The Australian agricultural sector is subject to considerable volatility and seriously exposed to whatever shocks climate change is going to bring. The near-perfectly competitive structure of the sector, while having many societally appealing characteristics from the point of view of economic theory, is arguably unmanageable in the long-term. For this reason, among others to do with the geographic remoteness of farms in one of the most urbanized nations in the world, government policy often reacts to the welfare impacts of extremes in variability of inputs. Small family farms are the characteristic target government, backed by public pressure, has in mind. Despite sustained argument for fewer economically “irrational” responses to “crises” on farms, from the prevailing neo-liberal perspective, these reactions are persistent. Indeed, the matter of the appropriateness of government intervention in an industry becomes more complex with a greater awareness of business heterogeneity and, particularly, a clearer view of the impacts of unforecastable events in the operating environment. Specifically, the notion that a competent manager must be aware of, and deal with, risk and uncertainty in the operating environment of their business connotes much less to policy makers if the survivability of a business relies significantly on luck in the sequence of plausible events encountered.

Relatedly, government policy directed at non-farm small business is usually under active consideration, not least because such a significant proportion of employment is generated there.
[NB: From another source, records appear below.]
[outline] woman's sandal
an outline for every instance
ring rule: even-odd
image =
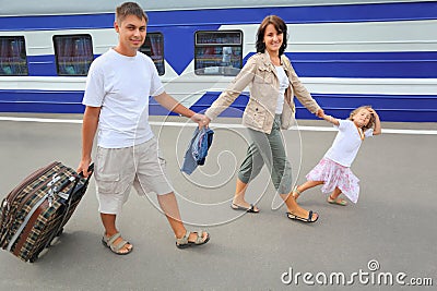
[[[295,186],[292,191],[292,196],[295,201],[300,196],[302,192],[297,190],[297,186]]]
[[[190,233],[197,234],[196,241],[193,241],[193,242],[188,241],[188,238],[190,238]],[[203,233],[206,233],[206,238],[204,238],[204,239],[203,239]],[[197,246],[197,245],[205,244],[205,243],[208,243],[209,240],[210,240],[210,233],[208,233],[205,231],[198,231],[198,232],[187,231],[182,238],[180,238],[180,239],[176,238],[176,246],[178,248],[186,248],[189,246]]]
[[[116,234],[114,234],[109,238],[107,238],[106,234],[103,234],[102,243],[103,243],[103,245],[108,247],[114,254],[117,254],[117,255],[130,254],[133,250],[133,246],[131,248],[127,248],[128,250],[127,252],[121,251],[121,248],[123,248],[127,244],[130,244],[128,241],[121,240],[119,243],[114,244],[118,238],[121,238],[120,232],[117,232]]]
[[[331,195],[328,196],[328,203],[330,204],[336,204],[336,205],[341,205],[341,206],[346,206],[347,202],[345,199],[342,198],[332,198]]]
[[[300,216],[294,215],[292,213],[285,213],[285,214],[290,219],[298,220],[298,221],[302,221],[302,222],[316,222],[319,219],[319,214],[312,213],[312,210],[309,210],[308,218],[300,217]],[[317,214],[317,217],[316,217],[315,220],[312,220],[314,214]]]

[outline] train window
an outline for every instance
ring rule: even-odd
[[[24,36],[0,36],[0,75],[27,75]]]
[[[85,76],[94,60],[91,35],[54,36],[58,75]]]
[[[243,32],[211,31],[194,35],[198,75],[236,75],[243,65]]]
[[[147,33],[145,41],[141,46],[140,51],[151,57],[155,63],[157,73],[165,74],[164,69],[164,36],[162,33]]]

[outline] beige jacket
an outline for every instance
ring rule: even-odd
[[[288,88],[285,90],[281,120],[282,129],[286,130],[292,125],[295,114],[293,96],[296,96],[300,104],[312,113],[316,113],[320,107],[300,83],[288,58],[281,56],[281,63],[290,80]],[[250,98],[243,113],[243,124],[256,131],[270,133],[273,126],[280,82],[268,52],[258,52],[249,58],[239,74],[206,110],[205,116],[211,120],[218,117],[247,86],[249,86]]]

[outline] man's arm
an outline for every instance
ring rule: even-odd
[[[85,108],[82,124],[82,159],[78,167],[78,173],[83,172],[83,175],[88,177],[88,167],[91,163],[91,151],[93,149],[94,136],[98,126],[98,117],[101,114],[101,107]]]

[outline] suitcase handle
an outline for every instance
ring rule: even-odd
[[[88,166],[88,170],[87,170],[87,171],[91,172],[91,173],[90,173],[88,178],[86,178],[85,186],[86,186],[86,184],[90,182],[91,175],[92,175],[92,173],[94,172],[94,163],[91,163],[91,165]],[[66,221],[66,217],[67,217],[68,211],[69,211],[70,206],[71,206],[71,199],[72,199],[72,196],[73,196],[72,194],[73,194],[75,187],[78,186],[79,181],[81,180],[81,179],[78,179],[78,178],[83,178],[83,172],[80,172],[79,174],[75,174],[75,175],[70,177],[70,179],[68,179],[66,182],[63,182],[63,183],[59,186],[59,192],[61,192],[62,189],[64,189],[66,186],[68,186],[70,183],[74,182],[73,186],[72,186],[71,190],[70,190],[70,193],[68,194],[67,206],[66,206],[66,209],[64,209],[66,213],[64,213],[64,215],[63,215],[63,217],[62,217],[62,219],[61,219],[61,222],[59,223],[57,230],[54,231],[54,233],[51,234],[51,238],[47,241],[47,243],[46,243],[46,245],[45,245],[44,247],[47,247],[47,246],[51,243],[51,241],[52,241],[52,240],[55,239],[55,237],[61,231],[61,229],[62,229],[62,227],[63,227],[63,222]],[[58,193],[59,193],[59,192],[58,192]]]
[[[94,163],[91,163],[91,165],[90,165],[87,171],[91,172],[91,173],[90,173],[88,178],[86,178],[86,183],[90,182],[91,175],[92,175],[93,172],[94,172]],[[80,172],[80,173],[79,173],[79,177],[80,177],[80,178],[83,178],[83,172]],[[63,182],[62,184],[59,185],[59,187],[57,189],[57,192],[58,192],[58,193],[61,192],[61,191],[64,190],[70,183],[75,182],[74,186],[73,186],[72,190],[71,190],[71,193],[72,193],[72,192],[74,191],[75,186],[78,185],[79,180],[80,180],[80,179],[78,179],[78,175],[72,175],[72,177],[70,177],[66,182]],[[71,194],[71,193],[70,193],[70,194]]]

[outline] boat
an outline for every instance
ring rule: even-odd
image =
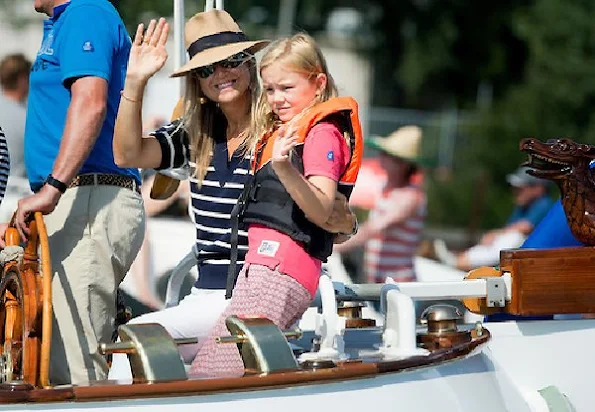
[[[191,339],[175,341],[159,325],[123,325],[121,342],[104,342],[100,351],[127,353],[133,381],[53,386],[50,256],[40,213],[30,229],[20,254],[16,229],[9,229],[13,255],[3,257],[2,410],[303,411],[377,403],[402,411],[523,412],[590,410],[593,402],[594,374],[584,365],[595,355],[584,348],[595,338],[595,320],[465,323],[451,305],[432,305],[421,319],[414,307],[418,300],[461,299],[482,314],[593,313],[590,247],[503,251],[499,269],[477,269],[461,280],[346,284],[323,275],[312,330],[228,319],[232,336],[219,341],[240,348],[242,377],[189,378],[177,346]],[[557,272],[545,277],[552,268]],[[362,316],[369,300],[380,300],[382,325]]]
[[[10,227],[0,252],[3,411],[593,409],[588,365],[595,353],[587,345],[595,319],[574,316],[595,313],[590,247],[503,251],[498,268],[448,276],[436,276],[440,268],[420,258],[428,277],[416,283],[352,284],[336,271],[323,275],[298,327],[227,319],[231,337],[218,342],[238,345],[241,377],[189,377],[177,348],[192,339],[174,340],[156,324],[122,325],[120,342],[102,342],[98,350],[128,354],[133,380],[56,386],[48,377],[51,256],[41,213],[29,228],[21,247]],[[449,300],[465,310],[443,303]],[[368,301],[381,310],[366,312]],[[418,313],[415,303],[426,301],[437,303]],[[498,312],[559,316],[484,322]]]

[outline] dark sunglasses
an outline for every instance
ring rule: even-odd
[[[206,79],[213,73],[215,73],[215,66],[221,66],[224,69],[235,69],[240,65],[244,64],[248,60],[252,58],[251,55],[245,52],[239,52],[234,54],[231,57],[228,57],[225,60],[221,60],[220,62],[216,62],[213,64],[209,64],[208,66],[202,66],[194,69],[194,72],[200,77],[201,79]]]

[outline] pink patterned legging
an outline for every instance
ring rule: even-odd
[[[217,336],[230,336],[225,326],[229,315],[263,316],[280,329],[287,329],[304,314],[311,301],[310,293],[292,277],[266,266],[245,264],[231,303],[196,354],[190,375],[232,377],[244,374],[237,345],[215,342]]]

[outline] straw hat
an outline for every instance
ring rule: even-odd
[[[403,126],[387,137],[373,137],[368,145],[390,156],[412,163],[421,161],[422,131],[417,126]]]
[[[223,10],[197,13],[186,23],[184,33],[190,60],[171,77],[183,76],[192,69],[225,60],[241,51],[256,53],[268,40],[249,41],[234,19]]]

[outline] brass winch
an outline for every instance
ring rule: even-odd
[[[346,328],[371,328],[376,326],[374,319],[363,319],[362,308],[364,302],[342,301],[337,304],[337,314],[345,318]]]
[[[427,307],[421,314],[421,323],[427,324],[427,333],[417,335],[417,342],[428,350],[449,348],[470,342],[471,331],[459,330],[457,322],[463,315],[456,306],[444,303]]]

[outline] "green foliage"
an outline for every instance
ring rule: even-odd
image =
In this domain, as in agriculture, policy effectiveness, and the avoidance of perverse incentives (that is, dysfunctional policy), relies on well-designed policy which, in turn, relies on valid understanding of the management context into which policies are targeted and will evoke their response.

Particularly in the context of small family businesses, with their richer variety and complexity of motivations than corporations, aggregate and static analysis is often inadequate for useful government policy. The same is true of useful policy advice from small business representative organizations. The approach considered here may have an important role to play in enhancing policy design.